Conversely, if the GM strictly limits how much gold the players have, then any skerrick of money the player spends on anything other than adventuring gear is 'wasted'. Either you're metagame managing their money (as the WBL system wants you to) via treasure drops, or you're letting them become king-gods of the magical item system, muhahahaha, haha, ha.
The Wish Economy's answer to this is to essentially split the DnD economy into two halves. The 'Gold Economy' which contains Minor magic items and potions and things, which can be bought for gold, and the 'Wish' Economy, where things like wish 'vouchers', souls, rare planar substances (the stuff used to create magic items) and Medium and Major magical items are bartered in mafia-style backroom deals in planar metropoli. It's not a hard and fast rule - it's fine for the occasional Major magic item to be sold for gold, by some hick Material Plane rube who doesn't know any better, but the idea is that after a certain level (8-11), players stop caring about gold as much since it can't buy the things they want to buy. So they can use it to build fortresses and hire priests to minister to their lands and hire armsmen and pay for wild parties etc, because the gold is not worth as much to them at that point. Or they can buy huge wads of minor magical items, or scribe heaps of scrolls, or whatever, if that's their bag - but either way, it doesn't change their overall power that much, since at level 11 a Minor Magical Item is small beans.

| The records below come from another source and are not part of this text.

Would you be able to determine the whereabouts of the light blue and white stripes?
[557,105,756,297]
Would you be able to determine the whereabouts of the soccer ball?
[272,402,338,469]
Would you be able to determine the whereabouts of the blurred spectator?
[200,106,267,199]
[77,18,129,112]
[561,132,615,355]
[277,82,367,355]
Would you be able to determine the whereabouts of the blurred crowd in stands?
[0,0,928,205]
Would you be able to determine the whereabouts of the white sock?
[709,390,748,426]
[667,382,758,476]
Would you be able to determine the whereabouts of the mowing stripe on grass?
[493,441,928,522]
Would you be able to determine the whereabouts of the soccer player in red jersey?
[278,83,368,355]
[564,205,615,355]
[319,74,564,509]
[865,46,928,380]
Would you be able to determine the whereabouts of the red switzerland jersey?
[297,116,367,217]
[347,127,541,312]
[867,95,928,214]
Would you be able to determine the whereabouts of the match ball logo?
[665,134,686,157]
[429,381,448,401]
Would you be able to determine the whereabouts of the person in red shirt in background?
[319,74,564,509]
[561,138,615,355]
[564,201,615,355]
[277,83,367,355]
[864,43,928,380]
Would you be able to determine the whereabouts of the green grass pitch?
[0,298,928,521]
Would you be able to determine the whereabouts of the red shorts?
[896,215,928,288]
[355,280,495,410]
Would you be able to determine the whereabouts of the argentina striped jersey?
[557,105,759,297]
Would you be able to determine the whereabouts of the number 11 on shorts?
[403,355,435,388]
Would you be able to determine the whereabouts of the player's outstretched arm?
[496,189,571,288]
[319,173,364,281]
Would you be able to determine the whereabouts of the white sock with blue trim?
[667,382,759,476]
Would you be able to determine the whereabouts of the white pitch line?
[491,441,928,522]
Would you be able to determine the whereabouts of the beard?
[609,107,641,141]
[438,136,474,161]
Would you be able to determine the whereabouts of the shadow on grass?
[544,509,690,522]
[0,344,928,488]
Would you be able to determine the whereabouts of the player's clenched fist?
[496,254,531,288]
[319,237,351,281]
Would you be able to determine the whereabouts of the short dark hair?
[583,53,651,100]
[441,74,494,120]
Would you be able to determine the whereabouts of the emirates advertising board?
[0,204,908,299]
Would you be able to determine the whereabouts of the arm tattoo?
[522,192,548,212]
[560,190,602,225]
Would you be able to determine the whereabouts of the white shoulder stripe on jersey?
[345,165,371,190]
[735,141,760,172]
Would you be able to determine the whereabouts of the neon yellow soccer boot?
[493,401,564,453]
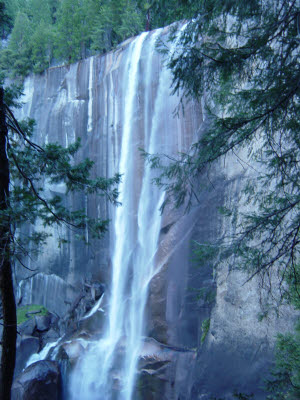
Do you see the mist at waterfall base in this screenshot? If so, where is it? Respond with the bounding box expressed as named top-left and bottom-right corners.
top-left (69, 30), bottom-right (185, 400)
top-left (18, 21), bottom-right (201, 400)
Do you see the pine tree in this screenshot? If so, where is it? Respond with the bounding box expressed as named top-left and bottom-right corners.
top-left (148, 0), bottom-right (300, 298)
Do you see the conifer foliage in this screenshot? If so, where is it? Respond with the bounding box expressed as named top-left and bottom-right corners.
top-left (151, 0), bottom-right (300, 299)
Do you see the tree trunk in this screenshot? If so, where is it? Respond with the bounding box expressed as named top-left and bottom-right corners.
top-left (0, 87), bottom-right (17, 400)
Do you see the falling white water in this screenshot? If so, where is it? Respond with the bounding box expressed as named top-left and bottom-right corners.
top-left (70, 27), bottom-right (188, 400)
top-left (71, 33), bottom-right (147, 400)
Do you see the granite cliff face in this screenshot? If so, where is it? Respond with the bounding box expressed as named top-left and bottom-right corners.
top-left (17, 29), bottom-right (292, 400)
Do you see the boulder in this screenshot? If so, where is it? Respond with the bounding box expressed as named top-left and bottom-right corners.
top-left (35, 314), bottom-right (51, 332)
top-left (12, 361), bottom-right (61, 400)
top-left (18, 318), bottom-right (36, 336)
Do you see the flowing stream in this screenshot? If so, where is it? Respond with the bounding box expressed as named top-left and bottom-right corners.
top-left (70, 26), bottom-right (186, 400)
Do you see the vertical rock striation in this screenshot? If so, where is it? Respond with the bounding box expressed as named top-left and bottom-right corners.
top-left (17, 28), bottom-right (296, 400)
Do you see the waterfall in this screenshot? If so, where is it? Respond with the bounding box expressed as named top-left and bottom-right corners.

The Wish Economy assumes that 'free' wishes from Genies and things are being directly converted into wealth which is why the bottom falls out of the gold economy at level 10, but there are many ways for spellcasters and rogues and even Fighters to make inappropriate levels of wealth once they get into the middle levels, so it really covers both scenarios.
Problems;
- Assumes spellcasters etc are trying to leverage their abilities to create wealth and power in the setting. There is an unspoken rule against this in some games, to create a medieval pastiche setting, so it won't suit settings or games like that.
- Assumes, to some degree, a planar multiverse, or a setting with a large enough number of high CR people and Major Magical Items to support an economy based on that.
Positive Consequences;
- Decouples 'Gold' and 'Power' at high levels, thankfully, finally.
- Creates interesting plot hooks by creating a 'planar economy'.
- Allows you to have things like a 'dragon hoard' that is actually the size of Smaug's in The Hobbit without making your players gods.
- Gives the party an excuse to build a giant fortress and army even though it's suboptimal normally.
- Lets you tell stories about leveraging economic power without the PCs just taking it all and dumping it into a magic mart to get personal power.
- Is pretty fun to roleplay, since getting a major magic item explicitly becomes a planar shopping trip with associated mini-quest every time.